Ramazan rahmetin sağanak halinde ruhumuzu yıkadığı bir arınma ayıdır. Bu dikkat noktasına bağlı kalarak tutulan oruç, kuşkusuz insanların hayatlarında önemli bazı manevi değişimlere zemin hazırlar.
Ancak zaman zaman böyle bir manevi atmosferi zedeleyen adeta duyguların virüse yakalanmış haline de şahit olmaktayız.

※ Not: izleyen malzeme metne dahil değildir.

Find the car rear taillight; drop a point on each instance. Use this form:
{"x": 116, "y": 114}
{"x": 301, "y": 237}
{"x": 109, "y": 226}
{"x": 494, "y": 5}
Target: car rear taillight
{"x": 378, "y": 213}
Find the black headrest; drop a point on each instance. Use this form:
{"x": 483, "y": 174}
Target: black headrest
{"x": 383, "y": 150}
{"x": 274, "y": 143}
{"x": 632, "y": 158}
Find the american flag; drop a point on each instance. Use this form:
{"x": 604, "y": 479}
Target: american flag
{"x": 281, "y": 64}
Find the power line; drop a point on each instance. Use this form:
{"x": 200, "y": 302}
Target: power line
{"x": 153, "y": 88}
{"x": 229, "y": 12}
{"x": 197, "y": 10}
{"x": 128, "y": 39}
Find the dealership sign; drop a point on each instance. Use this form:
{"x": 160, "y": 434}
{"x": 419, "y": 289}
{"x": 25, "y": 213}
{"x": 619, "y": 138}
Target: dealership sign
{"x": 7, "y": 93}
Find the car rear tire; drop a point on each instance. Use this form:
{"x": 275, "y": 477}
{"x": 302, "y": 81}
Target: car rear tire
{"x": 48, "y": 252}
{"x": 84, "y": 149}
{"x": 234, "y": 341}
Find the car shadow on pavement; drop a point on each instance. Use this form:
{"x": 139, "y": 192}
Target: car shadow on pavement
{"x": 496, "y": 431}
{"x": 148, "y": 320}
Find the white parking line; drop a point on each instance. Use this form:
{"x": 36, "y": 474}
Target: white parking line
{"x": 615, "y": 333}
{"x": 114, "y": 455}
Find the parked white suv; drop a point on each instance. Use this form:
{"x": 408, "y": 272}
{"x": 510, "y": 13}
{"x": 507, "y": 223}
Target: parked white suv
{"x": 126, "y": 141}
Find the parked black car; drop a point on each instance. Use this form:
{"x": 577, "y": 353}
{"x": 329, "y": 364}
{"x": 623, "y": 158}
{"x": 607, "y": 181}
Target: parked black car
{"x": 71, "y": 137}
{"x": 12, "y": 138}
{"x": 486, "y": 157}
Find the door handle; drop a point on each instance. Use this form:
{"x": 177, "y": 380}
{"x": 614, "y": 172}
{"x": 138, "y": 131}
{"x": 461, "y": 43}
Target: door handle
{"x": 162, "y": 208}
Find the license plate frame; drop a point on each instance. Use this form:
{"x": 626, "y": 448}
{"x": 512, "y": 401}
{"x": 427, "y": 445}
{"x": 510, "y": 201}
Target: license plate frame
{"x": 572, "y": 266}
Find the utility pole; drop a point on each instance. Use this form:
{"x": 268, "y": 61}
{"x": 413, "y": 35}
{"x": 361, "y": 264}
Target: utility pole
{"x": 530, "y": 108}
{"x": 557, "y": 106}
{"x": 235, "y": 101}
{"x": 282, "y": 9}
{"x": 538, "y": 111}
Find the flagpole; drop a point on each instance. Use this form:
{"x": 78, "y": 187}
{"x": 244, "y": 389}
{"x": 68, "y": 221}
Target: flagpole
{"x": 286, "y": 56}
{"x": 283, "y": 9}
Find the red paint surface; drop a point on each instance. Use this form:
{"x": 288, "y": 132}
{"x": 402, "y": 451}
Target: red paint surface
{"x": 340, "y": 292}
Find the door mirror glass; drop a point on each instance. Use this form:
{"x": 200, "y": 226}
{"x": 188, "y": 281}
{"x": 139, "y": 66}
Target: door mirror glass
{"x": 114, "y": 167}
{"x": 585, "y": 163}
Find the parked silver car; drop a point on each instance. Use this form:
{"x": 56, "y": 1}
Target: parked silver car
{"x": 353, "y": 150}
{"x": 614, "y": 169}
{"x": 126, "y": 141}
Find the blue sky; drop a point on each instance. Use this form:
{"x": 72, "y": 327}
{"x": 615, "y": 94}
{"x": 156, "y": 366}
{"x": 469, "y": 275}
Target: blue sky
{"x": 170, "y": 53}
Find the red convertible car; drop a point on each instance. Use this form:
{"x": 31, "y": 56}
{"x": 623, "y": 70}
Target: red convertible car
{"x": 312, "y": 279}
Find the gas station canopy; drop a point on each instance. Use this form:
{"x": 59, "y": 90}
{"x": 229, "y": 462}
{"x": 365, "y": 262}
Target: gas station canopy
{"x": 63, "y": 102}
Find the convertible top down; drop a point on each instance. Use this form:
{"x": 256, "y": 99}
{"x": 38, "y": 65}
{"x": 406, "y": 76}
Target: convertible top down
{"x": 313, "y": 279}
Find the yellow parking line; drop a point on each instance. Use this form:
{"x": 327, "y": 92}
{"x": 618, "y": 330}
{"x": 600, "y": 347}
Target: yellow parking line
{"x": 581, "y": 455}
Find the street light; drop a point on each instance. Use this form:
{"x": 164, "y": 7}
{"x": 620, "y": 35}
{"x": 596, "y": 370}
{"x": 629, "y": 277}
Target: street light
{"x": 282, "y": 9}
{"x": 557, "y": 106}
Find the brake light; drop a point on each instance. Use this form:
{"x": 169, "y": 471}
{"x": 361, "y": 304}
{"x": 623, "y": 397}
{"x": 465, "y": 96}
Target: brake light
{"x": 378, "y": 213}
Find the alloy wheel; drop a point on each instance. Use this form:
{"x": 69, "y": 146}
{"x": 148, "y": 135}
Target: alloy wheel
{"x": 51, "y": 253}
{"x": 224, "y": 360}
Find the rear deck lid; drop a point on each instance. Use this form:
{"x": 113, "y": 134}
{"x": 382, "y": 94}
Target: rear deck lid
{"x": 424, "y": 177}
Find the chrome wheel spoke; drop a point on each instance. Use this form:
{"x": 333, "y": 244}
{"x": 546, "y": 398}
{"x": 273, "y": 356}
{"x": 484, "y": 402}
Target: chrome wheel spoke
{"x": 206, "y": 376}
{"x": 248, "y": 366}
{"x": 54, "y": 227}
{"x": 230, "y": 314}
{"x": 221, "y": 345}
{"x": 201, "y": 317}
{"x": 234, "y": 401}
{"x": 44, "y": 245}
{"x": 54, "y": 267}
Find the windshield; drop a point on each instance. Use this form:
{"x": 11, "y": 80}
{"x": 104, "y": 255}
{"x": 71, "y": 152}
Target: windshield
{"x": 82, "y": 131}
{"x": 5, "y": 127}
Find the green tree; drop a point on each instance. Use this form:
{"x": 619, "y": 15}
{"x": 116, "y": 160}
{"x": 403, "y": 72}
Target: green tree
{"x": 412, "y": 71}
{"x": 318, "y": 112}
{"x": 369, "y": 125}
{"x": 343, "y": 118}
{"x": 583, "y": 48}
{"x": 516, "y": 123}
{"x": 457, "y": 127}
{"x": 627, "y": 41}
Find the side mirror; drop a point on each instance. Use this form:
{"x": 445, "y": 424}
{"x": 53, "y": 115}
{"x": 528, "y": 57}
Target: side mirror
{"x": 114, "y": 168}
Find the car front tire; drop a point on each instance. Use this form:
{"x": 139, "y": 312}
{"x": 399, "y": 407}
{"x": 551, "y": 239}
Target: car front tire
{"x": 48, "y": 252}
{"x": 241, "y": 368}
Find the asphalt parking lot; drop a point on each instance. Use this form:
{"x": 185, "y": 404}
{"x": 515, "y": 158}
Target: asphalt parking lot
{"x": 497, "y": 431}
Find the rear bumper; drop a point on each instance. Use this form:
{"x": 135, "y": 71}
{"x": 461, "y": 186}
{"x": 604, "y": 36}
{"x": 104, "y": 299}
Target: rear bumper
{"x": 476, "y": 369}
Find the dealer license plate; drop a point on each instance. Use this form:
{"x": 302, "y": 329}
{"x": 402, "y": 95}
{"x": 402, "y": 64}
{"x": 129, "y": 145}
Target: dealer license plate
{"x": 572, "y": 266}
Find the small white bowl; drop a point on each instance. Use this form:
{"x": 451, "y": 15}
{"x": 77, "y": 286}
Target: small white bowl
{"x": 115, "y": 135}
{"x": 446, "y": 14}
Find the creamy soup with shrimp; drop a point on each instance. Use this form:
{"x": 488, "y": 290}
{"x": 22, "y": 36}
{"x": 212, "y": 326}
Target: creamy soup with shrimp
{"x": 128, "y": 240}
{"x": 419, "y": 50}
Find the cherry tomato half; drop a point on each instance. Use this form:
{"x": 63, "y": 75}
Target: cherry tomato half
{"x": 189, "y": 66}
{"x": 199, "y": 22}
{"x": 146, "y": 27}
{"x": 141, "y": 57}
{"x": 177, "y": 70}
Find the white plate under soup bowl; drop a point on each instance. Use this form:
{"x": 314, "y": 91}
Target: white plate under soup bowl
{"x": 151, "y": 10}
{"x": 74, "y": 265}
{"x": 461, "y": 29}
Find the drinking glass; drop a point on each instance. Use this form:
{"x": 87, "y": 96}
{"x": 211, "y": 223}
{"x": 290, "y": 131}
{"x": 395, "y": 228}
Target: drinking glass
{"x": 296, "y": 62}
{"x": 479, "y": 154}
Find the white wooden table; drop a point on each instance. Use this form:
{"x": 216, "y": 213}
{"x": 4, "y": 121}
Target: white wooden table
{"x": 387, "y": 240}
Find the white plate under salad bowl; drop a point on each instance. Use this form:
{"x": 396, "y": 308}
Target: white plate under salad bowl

Bu, hayatın dünyevileşmesine bağlı bir sosyal değişim midir, manevi bir çözülme midir bilemiyorum?
Konforu din haline getiren insanların gösterişte kalan suni dindarlığıyla, kanaati takva halinde yaşayan insanların dindarlığı arasında büyük farka var, ne farkı, gizliden gizliye bir çatışma var. Hatta bunu açıktan yapanlara bile şahit olmaktayız: Oruç tutmadığını halde, iftar sofralarında boy gösterenlerin, bununla da yetinmeyip iftar sonrasında seccade üzerinde ayakkabısıyla poz verenlerin bizi yönetmeye talip olmalarını neyle izah edeceksiniz? Böyle bir sorumluluğun yükü altında olan bir insan kendini anlamamışsa, başkalarını nasıl anlayacaktır? Böylesiler insanları yönetmeye hangi değerler manzumesiyle talip olacaktır? Müslüman toplumun hassasiyetine nasıl saygı gösterecektir?
Refah toplumu; kimliğinden koparılmış, sürü halinde, zevkine tapan, bağlandığını sandığı değerlerinin sulandırılmasına aldırış etmeyen, böyle bir dikkatin takipçisi olmayan toplum değildir, olmamalıdır! Türkiye’yi böyle bir yöne doğru sürüklemek isteyenlerin oyununa dikkat etmemiz gerekiyor. Dindar kesim ile dini dar kesimin keyfiyetini dikkate almaz isek, bu gizli ayrışma zamanla çatışmaya dahi dönüşebilir.
Allah’ın Resulü, isteseydi ölürken arkasında devasa miras bırakırdı, ama yapmadı böyle bir şeyi. Mütevazı yaşadı, göze batacak bir servet bırakmadan öldü. Şimdi onun yolunda olduğunu söyleyenlerin önemli bir kısmı; daha çok nasıl servet sahibi olabiliriz yarışındalar. Gündüz oruç tutuyor, akşamları kebaplı, ballı-kaymaklı sofralarda iftar açıyorlar. Birkaç yıldır, iftar davetlerine sırf bu yüzden gitmiyorum. Çünkü o sofralarda israf edilenlerden yüzlerce ailenin karnı doyurulabilir. Buna şahit olmanın ıstırabıyla içim sızlayarak evime dönüyorum. Şu mübarek zamanda, lokanta çevresindeki çöp bidonlarından yiyecek toplayan insanların görüntüsü Müslümanlara ‘ben ne yapıyorum?’ dedirtmiyorsa, bana göre bu, hepimizin yüz karasıdır. Çünkü kolektif ruhu kaybetmiş oluyoruz.
İslam’ın prensiplerine bağlı yaşama biçimi bu mu? Elbette ki değil. Bizlere sağlanan imkânlar, menfaat çarkına takılmış insanların sömürdüğü alan haline gelmemelidir. Dar gelirli, emekli, işsiz yığınların çaresizliği ruhumuzda deprem etkisi yapmıyorsa, yediğimiz lokmanın ne tadını ne de huzurunu alabiliriz.
Allah’a yakın olmanın yolu, insanlara yakın olmaktan geçer. Böyle bir ideal, hiçbir zaman magazin kültürüne kaydırmak isteyenlerin İslami anlayışıyla örtüşemez. Çünkü orada liberal ahlakın dayanılmaz tahakkümü vardır.